Se você acompanha os noticiários, recentemente, deve ter ouvido falar do coronavírus. A China e vários outros países, como a Itália, estão sob alerta, pois há diversos casos nesses países. Por ser um vírus mortal, as autoridades de todo mundo estão se mobilizando com a situação. As autoridades querem conter o surto e identificar toda a rota do coronavírus.

Os coronavírus são, na verdade, um grupo de vírus de genoma de RNA simples de sentido positivo. São conhecidos desde meados dos anos 1960. A maior parte das pessoas se infecta com os coronavírus comuns, no decorrer da vida. Eles são uma causa comum de infecções respiratórias brandas e moderadas, porém, de curta duração. Devido aos relatos sobre a situação da China, o mundo todo voltou seus olhos para o país asiático.

Claro que, com o vírus se espalhando rapidamente, as pessoas ficam mais aflitas e procurando maneiras de se proteger. De todos os países, a China é onde a situação está mais alarmante, visto que o vírus se originou no país. Mas todos os países do globo estão tomando medidas, para tentar conter a propagação do vírus.
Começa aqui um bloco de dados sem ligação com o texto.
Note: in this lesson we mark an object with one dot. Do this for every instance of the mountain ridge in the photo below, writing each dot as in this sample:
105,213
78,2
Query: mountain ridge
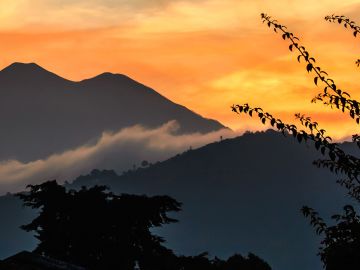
43,114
O Brasil teve seu primeiro caso confirmado em fevereiro. Mas antes mesmo do vírus chegar aqui, os brasileiros, que vieram da China para o nosso país, tiveram que ficar por 14 dias, em quarentena para serem observados.

Quarentena

Contudo, as pessoas que voltaram da Itália não passaram por essa mesma triagem. E o país europeu já teve registradas mais de 10 mortes por causa do coronavírus. Foi de lá que veio o primeiro paciente com coronavírus para o Brasil.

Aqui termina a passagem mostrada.